Publishers Weekly® Reviews
- Reviewed in: Publishers Weekly, page .
- Review Date: 2013-05-27
- Reviewer: Staff
The suburbs are in many ways a uniquely American phenomenon—no other nation has them in such abundance. But their future is in doubt. Gallagher, assistant managing editor at Fortune, marshals ample evidence that the suburbs are in decline, as the financial crisis, long-term demographic trends, and increased environmental awareness conspire to drive Americans away from residential subdivisions. “Simply speaking, more and more Americans don’t want to live there anymore,” she writes. Through conversations with home builders, designers, and consumers, and a review of relevant data concerning suburban real estate, Gallagher heralds a future of “smaller-scale” communities and urban spaces characterized by walk-ability, socioeconomic diversity, and mixed-use development. The promise of more human-centered design will appeal to many readers. Gallagher’s ideal community seems to be a combination of Brooklyn’s Park Slope and Media, Penn., her own childhood suburb. Many of Gallagher’s ideas are more concerned with rejecting past excesses than with offering truly new perspectives. The same statistics and experts are quoted throughout this short tome, giving one the feeling of driving past a series of identical cul-de-sacs. (Aug.)

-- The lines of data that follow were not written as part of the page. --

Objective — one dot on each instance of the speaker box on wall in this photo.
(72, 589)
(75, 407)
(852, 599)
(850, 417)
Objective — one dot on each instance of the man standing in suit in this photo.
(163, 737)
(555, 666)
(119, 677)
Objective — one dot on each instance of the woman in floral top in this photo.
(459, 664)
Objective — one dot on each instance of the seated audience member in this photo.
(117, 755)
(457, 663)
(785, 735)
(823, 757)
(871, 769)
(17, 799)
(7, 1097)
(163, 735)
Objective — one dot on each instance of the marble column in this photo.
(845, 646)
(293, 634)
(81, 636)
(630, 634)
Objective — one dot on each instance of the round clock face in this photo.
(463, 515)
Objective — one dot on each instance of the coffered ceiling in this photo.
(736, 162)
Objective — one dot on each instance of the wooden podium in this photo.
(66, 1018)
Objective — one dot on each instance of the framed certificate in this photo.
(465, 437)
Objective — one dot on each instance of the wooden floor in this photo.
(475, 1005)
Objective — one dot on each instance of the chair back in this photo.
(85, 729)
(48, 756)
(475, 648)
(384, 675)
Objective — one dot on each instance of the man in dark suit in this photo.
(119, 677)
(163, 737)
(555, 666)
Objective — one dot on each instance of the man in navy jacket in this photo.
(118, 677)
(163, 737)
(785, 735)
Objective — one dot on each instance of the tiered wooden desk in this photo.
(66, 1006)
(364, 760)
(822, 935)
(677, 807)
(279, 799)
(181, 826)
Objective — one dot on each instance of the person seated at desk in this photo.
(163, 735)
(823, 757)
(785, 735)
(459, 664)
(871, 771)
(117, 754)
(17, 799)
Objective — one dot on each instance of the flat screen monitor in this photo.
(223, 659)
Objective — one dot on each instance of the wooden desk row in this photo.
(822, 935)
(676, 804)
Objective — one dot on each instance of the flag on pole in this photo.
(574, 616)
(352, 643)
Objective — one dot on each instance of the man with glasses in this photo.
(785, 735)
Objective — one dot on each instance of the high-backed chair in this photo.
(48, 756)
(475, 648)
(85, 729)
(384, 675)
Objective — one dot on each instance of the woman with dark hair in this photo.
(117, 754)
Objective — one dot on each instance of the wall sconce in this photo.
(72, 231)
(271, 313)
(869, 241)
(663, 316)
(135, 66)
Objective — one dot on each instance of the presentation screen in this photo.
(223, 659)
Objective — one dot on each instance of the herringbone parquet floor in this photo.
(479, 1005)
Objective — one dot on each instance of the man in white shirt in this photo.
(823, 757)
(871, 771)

White picket fence no longer the American Dream
In 1962, Malvina Reynolds captured both the rapid development and growth of the suburbs, as well as their homogenous character, in her song “Little Boxes,” which Pete Seeger made famous the following year: “Little boxes on the hillside / little boxes made of ticky tacky . . . they all look just the same.”
Fifty years later, as Leigh Gallagher observes in this captivating and thoughtful social history, the suburbs that the Ozzie and Harriet Nelsons of the 1950s and early 1960s so coveted are now declining, fostering a shift in the shape of the American dream of home ownership.
In The End of the Suburbs, Gallagher traces the history of the suburb from its rise during the post-WWII development of tract housing in places such as Levittown, Pennsylvania, to the great urban exodus of the ’50s and ’60s, when many city-dwellers decamped to wealthy enclaves such as Lake Forest, Illinois. The suburbs grew so quickly because of the rapid growth of the middle class, the advent of mass production of building materials and houses, and the freedom provided by the automobile.
Gallagher acknowledges that most Americans still live in the suburbs because we are a culture that values privacy and individualism, but she provides plenty of evidence that suburbia is at the beginning of a steep decline. Drawing on extensive interviews with policy analysts, construction and housing experts, and suburban dwellers themselves, she cites several reasons for the decline of the suburb as we know it: Home values have inverted; cities are experiencing a resurgence; households are shrinking; the price of oil is rising. As urban areas have witnessed a rise in population and influx of wealth over the past decade, the suburbs have experienced a rise in poverty; from 2000 to 2010, she points out, “the growth rate in the number of poor living in the suburbs was more than twice that in the cities.”
The End of the Suburbs is a first-rate social history that asks pointed questions about one of America’s most cherished cultural institutions.